Monument commémoratif érigé en 1938

Le trimoteur Emeraude est tombé en flammes, hier soir, vers vingt heures, à un kilomètre à l’ouest de Corbigny, près de Clamecy. Les dix personnes qui étaient à bord ont été carbonisées. Telle est l’effroyable nouvelle qui arriva à Paris dans la soirée alors que l’on fêtait encore les vaillants équipages de la Croisière africaine.
Voici comment le journaliste du « Petit Journal débute » une série d’articles qui vont occuper la une des journaux pendant une semaine.
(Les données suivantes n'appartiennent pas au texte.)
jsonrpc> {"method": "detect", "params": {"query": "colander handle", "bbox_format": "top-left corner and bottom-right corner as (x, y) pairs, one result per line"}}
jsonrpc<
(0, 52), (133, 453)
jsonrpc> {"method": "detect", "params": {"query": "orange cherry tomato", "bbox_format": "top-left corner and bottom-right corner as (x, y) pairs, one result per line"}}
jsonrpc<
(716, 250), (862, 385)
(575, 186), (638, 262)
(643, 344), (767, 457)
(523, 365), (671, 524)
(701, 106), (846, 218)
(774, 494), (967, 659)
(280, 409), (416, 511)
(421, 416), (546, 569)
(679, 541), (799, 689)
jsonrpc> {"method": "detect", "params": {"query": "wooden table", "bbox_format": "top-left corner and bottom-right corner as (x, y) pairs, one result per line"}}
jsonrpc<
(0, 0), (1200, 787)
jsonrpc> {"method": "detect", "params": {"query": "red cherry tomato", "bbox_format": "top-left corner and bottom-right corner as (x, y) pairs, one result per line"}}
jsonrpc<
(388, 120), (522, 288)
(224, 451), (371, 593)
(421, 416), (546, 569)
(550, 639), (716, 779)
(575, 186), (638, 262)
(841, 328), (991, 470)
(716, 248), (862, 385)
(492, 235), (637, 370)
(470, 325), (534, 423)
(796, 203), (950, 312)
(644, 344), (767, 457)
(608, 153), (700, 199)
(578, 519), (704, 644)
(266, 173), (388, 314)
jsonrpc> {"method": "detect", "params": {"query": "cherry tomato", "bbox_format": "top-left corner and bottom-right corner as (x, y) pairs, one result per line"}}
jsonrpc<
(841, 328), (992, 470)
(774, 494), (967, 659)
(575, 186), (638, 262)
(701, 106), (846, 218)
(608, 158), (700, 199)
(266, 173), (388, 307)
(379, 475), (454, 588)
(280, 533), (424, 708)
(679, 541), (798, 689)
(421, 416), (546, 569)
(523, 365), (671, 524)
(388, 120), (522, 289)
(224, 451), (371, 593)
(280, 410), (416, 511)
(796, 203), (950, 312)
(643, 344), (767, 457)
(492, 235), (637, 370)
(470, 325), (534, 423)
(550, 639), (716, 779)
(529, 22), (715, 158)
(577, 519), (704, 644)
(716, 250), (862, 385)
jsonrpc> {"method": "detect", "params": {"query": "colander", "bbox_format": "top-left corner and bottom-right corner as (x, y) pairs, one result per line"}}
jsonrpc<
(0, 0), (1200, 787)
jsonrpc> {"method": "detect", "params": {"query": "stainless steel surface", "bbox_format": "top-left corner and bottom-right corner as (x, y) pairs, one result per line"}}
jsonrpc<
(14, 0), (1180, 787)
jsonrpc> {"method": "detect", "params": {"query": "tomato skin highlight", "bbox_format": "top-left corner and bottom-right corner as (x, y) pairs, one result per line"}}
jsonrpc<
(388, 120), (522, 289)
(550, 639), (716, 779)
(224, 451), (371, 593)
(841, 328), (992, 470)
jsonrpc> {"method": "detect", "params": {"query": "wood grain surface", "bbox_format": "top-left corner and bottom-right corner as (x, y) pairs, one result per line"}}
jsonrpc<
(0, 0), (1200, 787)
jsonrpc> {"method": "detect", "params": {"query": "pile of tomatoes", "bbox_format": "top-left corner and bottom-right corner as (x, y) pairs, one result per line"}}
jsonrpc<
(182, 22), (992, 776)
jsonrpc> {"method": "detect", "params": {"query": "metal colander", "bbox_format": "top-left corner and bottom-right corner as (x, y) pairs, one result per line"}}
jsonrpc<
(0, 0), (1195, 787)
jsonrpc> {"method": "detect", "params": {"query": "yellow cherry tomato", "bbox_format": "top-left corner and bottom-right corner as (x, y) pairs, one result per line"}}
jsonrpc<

Nous sommes dans les premiers jours de l’année 1934

  • L’Emeraude part de Saigon le 5 janvier et vole le même jour jusqu’à Calcutta soit 2.100 km.
  • Il en repart le 6 pour Karachi où son train d’atterrissage est endommagé lorsqu’il se pose à Gwadar.
  • Les réparations effectuées, l’avion repart le 9 janvier et se pose le lendemain à Bouchir, Bassorah et enfin Damas.
  • Le 12, l’Emeraude est à Athènes.
  • Le 15 janvier, l’avion arrive peu après midi à Marseille Marignane d’où il repart à 15h10.
  • Il est contraint de se poser à Lyon après avoir lutté contre une violente tempête. Il est alors 16h20. La situation météorologique ne s’arrange pas mais il est décidé de terminer ce voyage étant donné le peu qu’il reste à faire, d’autant plus que les passagers ont hâte de rentrer à Paris.
  • A 18h15, le trimoteur reprend son vol. Il n’arrivera jamais au Bourget où une foule immense l’attend.
  • A 19h20, le radio envoie un message au Bourget : "Volons à 1.700m dans une tempête de neige"
  • Puis plus rien.


Le journaliste relate ainsi l’accident :

Selon M. Naudin, maire de Corbigny, qui entendit le bruit des moteurs, l’accident se serait produit à 19h45. L’avion volait très bas au milieu des rafales de neige. M. Naudin chercha à le distinguer dans les ténèbres. Soudain, il crut voir des flammes jaillir, puis ce fut l’écrasement au sol.
A 23 heures, on s’efforçait de dégager les derniers cadavres de l’enchevêtrement des débris. Autour de l’appareil, on trouva des papiers, des photographies prises au Cambodge et les cartes de circulation de Mme et d’Emmanuel Chaumié.
Le témoignage de M. Naudin ne peut-il pas être interprété ainsi : pris dans la tempête, l’avion cherche à atterrir. En se rapprochant de la terre, il heurte un obstacle et c’est l’écrasement au sol, au milieu du feu ?
Un gendarme était en train de dîner lorsqu’il entendit le ronronnement de l’avion. Il ouvrit sa fenêtre et regarda : l’appareil n’était qu’à 150 mètres du sol et une ou deux secondes plus tard, il s’effondra en flammes.
Madame Perdriat, femme d’un docteur de Corbigny, qui, elle aussi observa le vol de sa fenêtre, déclare qu’elle aperçut une lueur extrêmement vive qui alla en s’abaissant vers le sol et fut suivie quelques secondes plus tard d’une explosion très violente. D’après ce témoignage précis, le feu était à bord un instant avant l’effondrement.
C’était, a dit Mme Perdriat, "comme une lueur de soleil"
Ces déclarations établissent donc que l’incendie précéda la chute. Mais comment prit-il ?
Les secours furent impuissants tant la chaleur resta effroyable autour du brasier, longtemps après la chute. Les pompiers et les gendarmes ne pouvaient pas approcher.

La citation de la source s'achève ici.